How Perceived Burnout Alters Frontline Educators’ Assessments in the Clinical Learning Environment

Published:December 16, 2021DOI:



      This study explores frontline educators’ experience with learner burnout in the clinical learning environment (CLE) and how perceived burnout may impact assessment.


      A survey was sent to 105 Pediatric Hospital Medicine faculty and fellows at 7 sites across the United States representing diverse CLEs. They were invited to participate in an 11-question web-based survey that was developed, edited, and revised in step-wise fashion. It consisted of 5-point Likert scale, forced-choice, and dichotomous questions. Data from the web-based survey were compiled for descriptive purposes and analyzed for trends.


      The response rate was 53%. Most respondents (83%) perceive learner burnout at least once per year, but median comfort in identifying burnout was 3 (scale 1–5, 3 = neutral). Factors associated with comfort were education as primary niche (P = .01) and having wellness training (P = .045). In terms of the impact of perceived learner burnout impacts on assessment, 88% report impact on feedback sessions and 60% reported impact on summative assessment; most are more lenient. Stated belief in whether perceived burnout should or should not impact assessment had 60% sensitivity and 84% specificity in predicting whether it does.

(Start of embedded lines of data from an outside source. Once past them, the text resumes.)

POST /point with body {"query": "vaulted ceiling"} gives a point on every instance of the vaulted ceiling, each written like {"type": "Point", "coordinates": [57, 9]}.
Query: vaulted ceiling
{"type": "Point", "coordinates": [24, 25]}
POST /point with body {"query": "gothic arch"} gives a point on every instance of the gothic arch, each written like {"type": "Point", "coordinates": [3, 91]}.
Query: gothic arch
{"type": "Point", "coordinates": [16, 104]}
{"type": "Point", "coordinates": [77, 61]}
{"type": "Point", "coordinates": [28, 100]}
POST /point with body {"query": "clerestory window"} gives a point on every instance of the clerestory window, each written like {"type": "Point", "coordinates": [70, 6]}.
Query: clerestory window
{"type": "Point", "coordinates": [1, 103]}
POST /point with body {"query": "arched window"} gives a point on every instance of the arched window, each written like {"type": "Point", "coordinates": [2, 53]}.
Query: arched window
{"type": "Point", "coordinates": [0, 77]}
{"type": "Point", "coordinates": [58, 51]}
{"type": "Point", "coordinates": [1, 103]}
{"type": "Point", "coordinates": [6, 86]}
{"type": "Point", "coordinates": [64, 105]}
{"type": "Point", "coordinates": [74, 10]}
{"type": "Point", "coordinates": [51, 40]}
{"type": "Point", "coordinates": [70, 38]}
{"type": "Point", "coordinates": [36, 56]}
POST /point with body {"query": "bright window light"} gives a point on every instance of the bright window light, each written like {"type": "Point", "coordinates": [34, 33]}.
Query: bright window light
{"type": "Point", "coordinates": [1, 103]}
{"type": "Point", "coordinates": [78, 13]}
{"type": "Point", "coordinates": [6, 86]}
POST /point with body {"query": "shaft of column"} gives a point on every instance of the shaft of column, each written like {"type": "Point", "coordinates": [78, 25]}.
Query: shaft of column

      Frontline educators routinely perceive learner burnout in the CLE and it often impacts educators’ assessment of a learner. The discrepancy between the expected and actual impact may suggest amplification of known barriers to accurate assessment in the CLE. Comfort associated with wellness training suggests that interventions targeting frontline educators in the CLE may improve their ability to simultaneously support and assess learners.